Otro aspecto importante es si o cuándo cumplirá sus planes de eliminar los subsidios, destruir el Mercado Común del Sur, alejarse de Brasil y China y dejar el comercio internacional en manos de privados.
Con su proyecto de instaurar el dólar estadounidense como moneda y cerrar el Banco Central, los planes de Milei tienen connotaciones extremas que hacen pensar que Latinoamérica deberá convivir con el sucesor del expresidente estadounidense Donald Trump o del derechista brasileño Jair Bolsonaro.
Justamente, Milei anunció que realizará un “viaje espiritual” a Estados Unidos y luego visitará Israel para estar en “sintonía con la política” de esos dos Estados.
Por otro lado, queda por definir cómo será la relación con el Fondo Monetario Internacional, teniendo en cuenta que quien contrajo la mayor deuda de la historia ($us 45.000 millones) con ese organismo fue el expresidente Mauricio Macri.
Además, es necesario tener en cuenta la existencia de una fragmentación inédita en el Congreso que obligará a negociar para conseguir quórum en las dos instancias que lo conforman.
Para la próxima legislación, Unión por la Patria (UxP) contará con 107 miembros en la Cámara de Diputados, Juntos por el Cambio (JxC) ocupará 94 asientos y La Libertad Avanza (LLA) 38. En el caso del Senado, UxP tendrá 35 representantes, JxC 24 y LLA solamente ocho.
El subdirector del diario Página 12, Luis Bruschtein, indicó que el panorama actual implica un horizonte de violencia donde nadie se dejará atropellar ni arrebatar sus derechos y las políticas anunciadas son muy agresivas.
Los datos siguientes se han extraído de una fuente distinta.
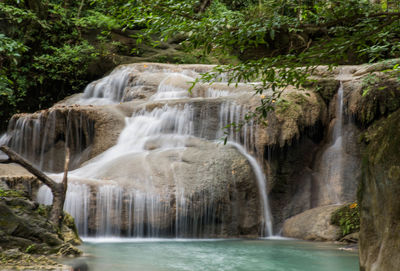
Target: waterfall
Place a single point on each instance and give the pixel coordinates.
(41, 137)
(331, 165)
(124, 184)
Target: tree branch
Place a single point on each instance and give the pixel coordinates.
(5, 161)
(15, 157)
(66, 166)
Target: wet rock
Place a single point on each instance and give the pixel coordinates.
(23, 225)
(378, 196)
(314, 224)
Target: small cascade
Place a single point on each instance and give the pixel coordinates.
(136, 188)
(109, 89)
(76, 204)
(331, 165)
(243, 140)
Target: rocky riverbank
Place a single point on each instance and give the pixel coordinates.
(28, 240)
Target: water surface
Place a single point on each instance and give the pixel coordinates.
(218, 255)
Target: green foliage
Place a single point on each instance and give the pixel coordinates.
(67, 64)
(43, 210)
(347, 218)
(293, 34)
(43, 51)
(31, 249)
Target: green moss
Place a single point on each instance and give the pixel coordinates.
(326, 88)
(30, 249)
(383, 142)
(347, 218)
(43, 210)
(380, 97)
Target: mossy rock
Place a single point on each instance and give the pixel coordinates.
(325, 87)
(380, 95)
(347, 218)
(24, 224)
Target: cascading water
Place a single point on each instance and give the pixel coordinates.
(41, 136)
(128, 188)
(330, 169)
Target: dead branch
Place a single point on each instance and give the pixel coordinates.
(58, 190)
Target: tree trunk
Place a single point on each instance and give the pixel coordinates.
(58, 190)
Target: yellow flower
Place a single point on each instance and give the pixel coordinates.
(354, 205)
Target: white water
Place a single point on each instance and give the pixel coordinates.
(330, 170)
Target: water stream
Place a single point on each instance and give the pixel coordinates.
(215, 255)
(128, 199)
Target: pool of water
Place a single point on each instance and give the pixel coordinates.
(218, 255)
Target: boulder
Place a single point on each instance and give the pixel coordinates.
(379, 194)
(24, 225)
(314, 224)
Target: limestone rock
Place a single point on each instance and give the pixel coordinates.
(313, 224)
(24, 225)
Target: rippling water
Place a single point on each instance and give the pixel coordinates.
(210, 255)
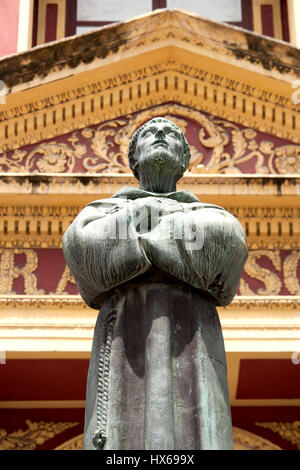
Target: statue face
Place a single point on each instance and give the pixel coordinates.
(159, 144)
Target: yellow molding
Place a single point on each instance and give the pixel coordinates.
(34, 404)
(259, 100)
(25, 25)
(294, 21)
(257, 19)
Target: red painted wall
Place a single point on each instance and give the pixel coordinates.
(9, 17)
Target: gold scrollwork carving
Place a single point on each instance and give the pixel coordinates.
(288, 431)
(51, 157)
(109, 142)
(36, 434)
(271, 280)
(9, 272)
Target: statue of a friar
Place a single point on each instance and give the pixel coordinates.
(156, 262)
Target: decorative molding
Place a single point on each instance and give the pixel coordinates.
(50, 121)
(288, 431)
(35, 435)
(279, 302)
(207, 36)
(243, 440)
(109, 144)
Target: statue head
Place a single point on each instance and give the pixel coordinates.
(158, 154)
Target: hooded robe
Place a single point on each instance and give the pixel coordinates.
(157, 265)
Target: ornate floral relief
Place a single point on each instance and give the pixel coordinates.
(288, 431)
(278, 272)
(290, 273)
(9, 272)
(66, 277)
(243, 440)
(76, 443)
(36, 434)
(219, 147)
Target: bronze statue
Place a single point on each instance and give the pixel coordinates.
(156, 262)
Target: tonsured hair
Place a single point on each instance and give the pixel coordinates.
(133, 141)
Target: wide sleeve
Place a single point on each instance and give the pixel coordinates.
(200, 244)
(102, 250)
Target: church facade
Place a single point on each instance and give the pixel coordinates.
(67, 112)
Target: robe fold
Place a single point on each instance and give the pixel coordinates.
(157, 376)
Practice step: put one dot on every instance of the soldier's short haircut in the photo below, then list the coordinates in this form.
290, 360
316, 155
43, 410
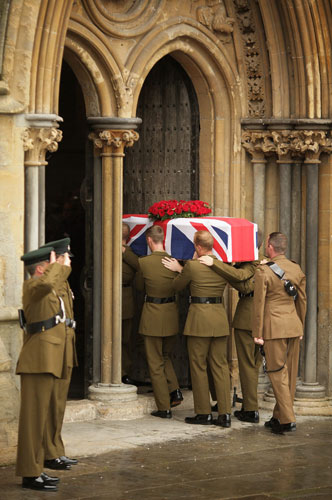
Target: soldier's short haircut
259, 238
204, 239
125, 231
278, 241
156, 233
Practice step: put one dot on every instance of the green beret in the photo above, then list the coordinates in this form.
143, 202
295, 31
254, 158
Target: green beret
35, 256
60, 246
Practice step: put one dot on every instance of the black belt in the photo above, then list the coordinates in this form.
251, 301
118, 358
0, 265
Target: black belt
71, 323
242, 295
41, 326
159, 300
205, 300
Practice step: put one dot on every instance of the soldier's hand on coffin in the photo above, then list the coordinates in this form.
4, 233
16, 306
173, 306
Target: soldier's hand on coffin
172, 264
206, 259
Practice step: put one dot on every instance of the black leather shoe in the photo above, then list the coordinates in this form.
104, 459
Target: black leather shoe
281, 428
176, 397
201, 419
56, 464
38, 483
272, 421
69, 461
51, 479
247, 416
223, 420
162, 413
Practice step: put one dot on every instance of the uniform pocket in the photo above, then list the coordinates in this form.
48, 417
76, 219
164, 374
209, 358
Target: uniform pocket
50, 338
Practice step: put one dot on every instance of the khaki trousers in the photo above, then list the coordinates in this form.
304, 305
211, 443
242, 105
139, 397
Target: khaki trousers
249, 359
53, 443
164, 380
279, 352
213, 351
37, 400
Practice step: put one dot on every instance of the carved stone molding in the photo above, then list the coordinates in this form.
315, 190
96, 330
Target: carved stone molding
36, 141
124, 19
214, 16
288, 145
116, 140
253, 59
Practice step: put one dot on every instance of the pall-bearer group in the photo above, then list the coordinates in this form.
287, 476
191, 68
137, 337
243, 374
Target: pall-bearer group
268, 326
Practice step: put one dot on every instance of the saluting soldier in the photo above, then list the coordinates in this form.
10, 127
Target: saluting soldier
207, 330
129, 268
159, 323
240, 277
55, 457
41, 363
278, 322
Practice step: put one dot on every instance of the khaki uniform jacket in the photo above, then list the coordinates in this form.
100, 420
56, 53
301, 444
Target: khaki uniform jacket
129, 268
240, 278
276, 314
160, 320
44, 352
67, 296
203, 320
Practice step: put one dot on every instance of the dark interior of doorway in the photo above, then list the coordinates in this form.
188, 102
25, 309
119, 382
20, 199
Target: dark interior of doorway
163, 165
65, 214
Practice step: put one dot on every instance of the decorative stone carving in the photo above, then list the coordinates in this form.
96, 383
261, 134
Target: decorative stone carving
253, 59
258, 144
288, 144
36, 141
123, 19
214, 16
117, 139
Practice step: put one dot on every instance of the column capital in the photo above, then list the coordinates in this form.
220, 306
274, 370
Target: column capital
258, 144
288, 144
113, 141
36, 141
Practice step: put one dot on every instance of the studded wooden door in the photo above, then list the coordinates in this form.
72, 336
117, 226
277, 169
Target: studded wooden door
163, 164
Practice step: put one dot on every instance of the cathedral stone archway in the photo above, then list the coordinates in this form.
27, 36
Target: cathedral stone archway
164, 165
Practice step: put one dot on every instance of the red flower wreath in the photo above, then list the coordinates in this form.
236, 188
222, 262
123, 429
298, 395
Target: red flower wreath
173, 209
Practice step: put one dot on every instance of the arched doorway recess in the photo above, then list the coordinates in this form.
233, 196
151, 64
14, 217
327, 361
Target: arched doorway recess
164, 164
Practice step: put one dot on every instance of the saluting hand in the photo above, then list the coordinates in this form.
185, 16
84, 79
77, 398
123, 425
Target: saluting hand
172, 264
206, 259
52, 257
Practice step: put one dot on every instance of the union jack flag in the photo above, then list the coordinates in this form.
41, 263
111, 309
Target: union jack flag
235, 240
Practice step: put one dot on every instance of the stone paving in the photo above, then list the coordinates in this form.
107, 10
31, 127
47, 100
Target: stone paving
155, 459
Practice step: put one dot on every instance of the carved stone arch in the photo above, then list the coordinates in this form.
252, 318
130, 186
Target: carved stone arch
99, 73
221, 103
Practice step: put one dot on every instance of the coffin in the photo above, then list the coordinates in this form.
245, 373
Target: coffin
235, 240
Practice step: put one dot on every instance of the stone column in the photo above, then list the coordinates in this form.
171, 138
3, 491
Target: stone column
258, 144
312, 143
285, 199
42, 135
111, 136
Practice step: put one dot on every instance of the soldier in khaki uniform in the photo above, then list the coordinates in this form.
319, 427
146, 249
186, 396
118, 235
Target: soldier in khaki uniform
278, 322
159, 323
207, 329
55, 457
249, 357
41, 363
129, 268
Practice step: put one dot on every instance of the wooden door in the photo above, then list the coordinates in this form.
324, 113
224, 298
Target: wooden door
163, 164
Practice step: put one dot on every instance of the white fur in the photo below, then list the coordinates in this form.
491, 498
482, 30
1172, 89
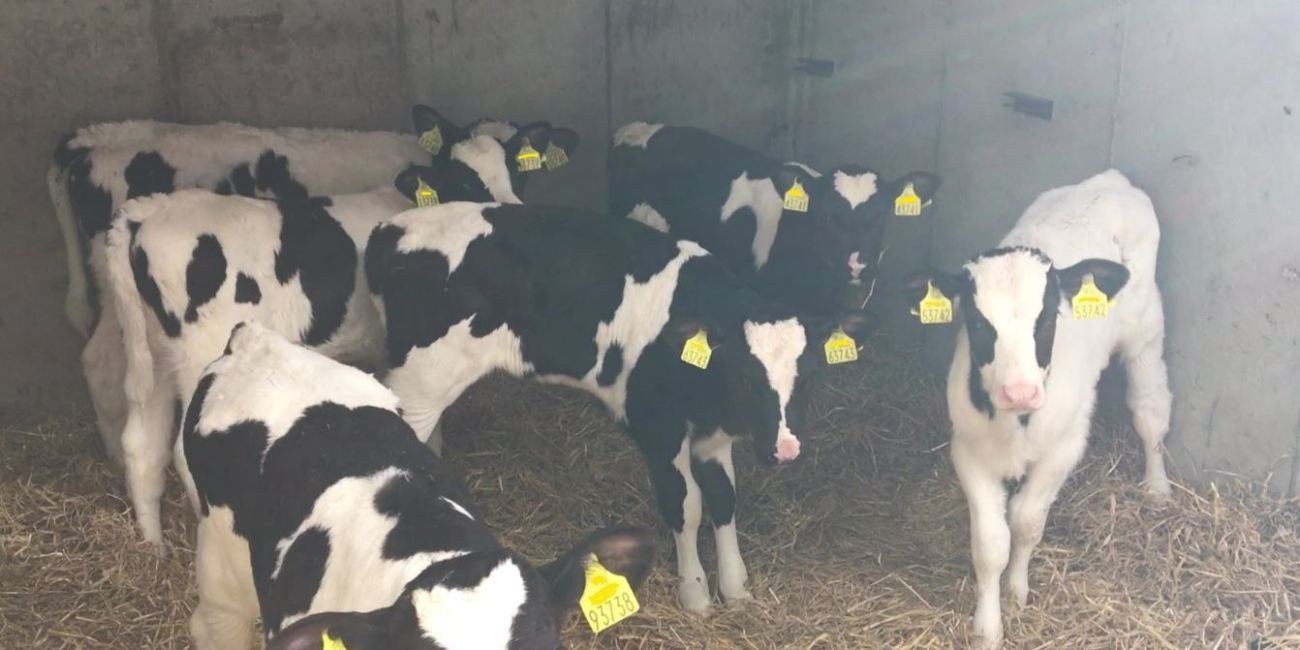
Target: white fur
1101, 217
472, 619
856, 189
636, 134
778, 347
761, 196
649, 216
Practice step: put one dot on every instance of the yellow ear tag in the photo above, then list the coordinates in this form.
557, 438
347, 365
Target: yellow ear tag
329, 642
935, 308
425, 195
607, 597
908, 204
430, 141
840, 349
1090, 302
554, 156
697, 351
796, 199
528, 157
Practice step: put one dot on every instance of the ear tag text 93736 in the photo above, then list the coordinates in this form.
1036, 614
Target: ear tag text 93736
1090, 302
607, 597
425, 195
696, 351
796, 199
908, 204
935, 308
430, 141
528, 157
840, 347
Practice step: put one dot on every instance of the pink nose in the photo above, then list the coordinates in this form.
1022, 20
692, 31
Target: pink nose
1025, 395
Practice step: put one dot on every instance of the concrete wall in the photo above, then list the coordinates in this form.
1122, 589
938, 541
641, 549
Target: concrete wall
1195, 100
586, 64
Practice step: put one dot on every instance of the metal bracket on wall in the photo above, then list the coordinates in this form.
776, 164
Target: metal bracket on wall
815, 66
1028, 104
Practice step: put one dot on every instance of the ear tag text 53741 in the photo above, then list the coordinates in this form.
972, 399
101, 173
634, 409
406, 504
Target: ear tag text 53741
935, 308
528, 157
796, 199
607, 597
430, 141
697, 351
555, 156
425, 195
1090, 302
840, 349
908, 204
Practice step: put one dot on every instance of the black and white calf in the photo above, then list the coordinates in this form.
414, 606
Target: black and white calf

Esas dos fuerzas enfrentadas implican la inminencia de protestas, represiones y profunda inestabilidad.
Argentina ya pasó por situaciones en las que la fragmentación será la estrategia para aplicar medidas antipopulares y en las que la unidad del pueblo en la resistencia es la única defensa. La calle será otra vez el escenario principal de la política. Es el único territorio que no puede colonizar el poder económico.
En una reciente entrevista, ante la pregunta qué pasará si la gente sale a las calles para protestar contra las medidas antipopulares, Milei, sin inmutarse, respondió: “Se hará cumplir la ley”.
El partido de Milei, LLA, que no existía hace tres años, propugna ideas liberales que nunca tuvieron eco en el país, pero que en estos últimos años ganaron impulso entre los jóvenes y también entre las clases medias.
En el balotaje realizado el 19 de noviembre, LLA obtuvo 55,69% de los votos frente al 44,30% del peronista Sergio Massa, actual ministro de Economía.
El triunfo de Milei superó cualquier expectativa y marcó un cambio radical en el sistema político del vecino país, que decidió dar un giro a la derecha en medio de un profundo malestar social por la inflación de más de 142% anual y el aumento de la pobreza, que actualmente afecta a 40,1% de la población.
Alfredo Jiménez Pereyra es periodista y analista internacional.